Interstate conflicts: resolution may be by one of three ways:

i. Congressional Apportionment by Legislation
Congress can legislate the allocation of water among states, as it did with regard to the Colorado River, and Congress can affect state water law when it legislates or regulates flows for navigation and flood control purposes, or for water pollution control purposes.
ii. Interstate Compacts
Negotiated by states; require congressional approval before becoming valid.
iii. Judicial Review - Equitable Apportionment
The Supreme Court has original jurisdiction over stream adjudications between states -- interstate controversies -- and appoints a Master to hear the case and issue findings of facts, conclusions, and an order. The entire Court then reviews the Master's determinations for a final approval.

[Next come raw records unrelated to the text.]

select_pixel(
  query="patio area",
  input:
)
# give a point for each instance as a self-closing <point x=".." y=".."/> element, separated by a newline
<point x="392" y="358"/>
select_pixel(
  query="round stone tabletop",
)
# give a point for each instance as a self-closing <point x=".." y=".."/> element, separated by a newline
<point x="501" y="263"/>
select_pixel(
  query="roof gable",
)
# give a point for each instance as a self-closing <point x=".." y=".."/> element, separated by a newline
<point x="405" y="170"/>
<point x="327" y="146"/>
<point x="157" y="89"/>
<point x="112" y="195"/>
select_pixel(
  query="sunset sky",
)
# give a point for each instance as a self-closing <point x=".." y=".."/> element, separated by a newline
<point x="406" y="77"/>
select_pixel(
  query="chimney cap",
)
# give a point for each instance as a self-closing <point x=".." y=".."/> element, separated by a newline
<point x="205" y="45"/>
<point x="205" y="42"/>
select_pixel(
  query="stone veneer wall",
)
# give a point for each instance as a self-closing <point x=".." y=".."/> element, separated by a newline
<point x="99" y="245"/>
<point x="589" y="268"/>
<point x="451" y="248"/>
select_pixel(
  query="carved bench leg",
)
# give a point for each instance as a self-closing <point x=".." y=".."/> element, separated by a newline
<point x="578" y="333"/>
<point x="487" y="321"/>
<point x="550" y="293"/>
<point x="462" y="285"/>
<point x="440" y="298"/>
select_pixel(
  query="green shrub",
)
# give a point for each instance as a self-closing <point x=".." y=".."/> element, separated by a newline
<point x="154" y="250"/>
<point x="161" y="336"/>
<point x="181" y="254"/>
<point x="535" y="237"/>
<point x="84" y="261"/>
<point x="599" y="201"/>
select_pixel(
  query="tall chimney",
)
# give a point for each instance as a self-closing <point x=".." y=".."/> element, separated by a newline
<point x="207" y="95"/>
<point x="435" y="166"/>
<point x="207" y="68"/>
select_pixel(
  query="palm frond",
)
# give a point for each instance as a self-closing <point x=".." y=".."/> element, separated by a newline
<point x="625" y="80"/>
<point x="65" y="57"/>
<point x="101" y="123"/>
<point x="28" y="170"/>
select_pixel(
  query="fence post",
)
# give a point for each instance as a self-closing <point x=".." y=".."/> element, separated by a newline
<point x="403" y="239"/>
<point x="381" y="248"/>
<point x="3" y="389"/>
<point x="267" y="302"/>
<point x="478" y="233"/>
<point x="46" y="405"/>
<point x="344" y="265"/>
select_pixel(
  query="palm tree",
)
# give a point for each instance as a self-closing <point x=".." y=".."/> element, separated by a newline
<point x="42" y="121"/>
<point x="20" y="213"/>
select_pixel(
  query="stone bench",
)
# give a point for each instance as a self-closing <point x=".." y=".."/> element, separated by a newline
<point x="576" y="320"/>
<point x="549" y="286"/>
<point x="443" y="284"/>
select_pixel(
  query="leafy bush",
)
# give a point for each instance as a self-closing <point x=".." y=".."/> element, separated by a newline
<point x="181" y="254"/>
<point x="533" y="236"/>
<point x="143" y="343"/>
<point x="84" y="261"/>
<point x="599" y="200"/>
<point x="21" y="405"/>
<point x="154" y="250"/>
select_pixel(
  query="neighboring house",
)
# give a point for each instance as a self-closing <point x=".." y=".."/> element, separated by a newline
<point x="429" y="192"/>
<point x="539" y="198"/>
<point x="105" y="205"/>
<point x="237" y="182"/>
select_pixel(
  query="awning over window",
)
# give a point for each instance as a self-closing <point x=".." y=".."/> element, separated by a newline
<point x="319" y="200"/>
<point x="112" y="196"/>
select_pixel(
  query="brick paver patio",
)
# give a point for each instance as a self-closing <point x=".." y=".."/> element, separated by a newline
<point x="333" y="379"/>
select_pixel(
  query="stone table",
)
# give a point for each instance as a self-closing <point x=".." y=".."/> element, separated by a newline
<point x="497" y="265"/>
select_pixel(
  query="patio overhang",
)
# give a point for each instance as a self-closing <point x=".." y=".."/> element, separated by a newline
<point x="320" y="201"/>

3 Systems of Water Law: Riparianism / Prior Appropriation Doctrine / Mixed

1. Riparianism
Derivative of English law, and applicable in eastern states where rivers and water are abundant. With numerous watersheds, sharing a communal resource via allocation based on proportion, fairness, equity, balancing needs makes sense.
English Rule:
"Natural uses" and right of riparian owners to a "natural flow" ; water must return to the stream -- riparian area only; no use outside the watershed.
American Rule:
"Reasonable use" -- nonriparian use is permitted if it meets criteria for reasonable use. Actual damages required for a claim or "call on the river". No title by prescription; such as in adverse possession of land.
2. Prior Appropriation (Colorado) Doctrine
Mining customs were the basis for the doctrine. Key concept: first in time, first in right.

Traditional requirements for a water right include:

  1. Intent to Appropriate
  2. Physical Diversion -- actual diversion
  3. Application to a Beneficial Use -- defined by law -- involved consumption of the water traditionally -- evolving concept
  4. Diligence in building diversion works was required; originally the date pertained to first efforts to construct the diversion works; ie the first acts which would give others notice of the intent to appropriate. Now the date is set by date of the application per statutory filing requirements.
Traditional beneficial uses (see KSAs Chapter 82a e.g.) include:
"Waste" is not allowed, but the definition of waste changes over time.

An appropriative water right is defined by factors such as:

The prior appropriation doctrine also means that:

Water rights are considered to be property which has value and can be transferred by sale or gift. Now in Kansas all transfers of water rights must be approved by the Division of Water Resources which administers all laws pertaining to water resources in Kansas.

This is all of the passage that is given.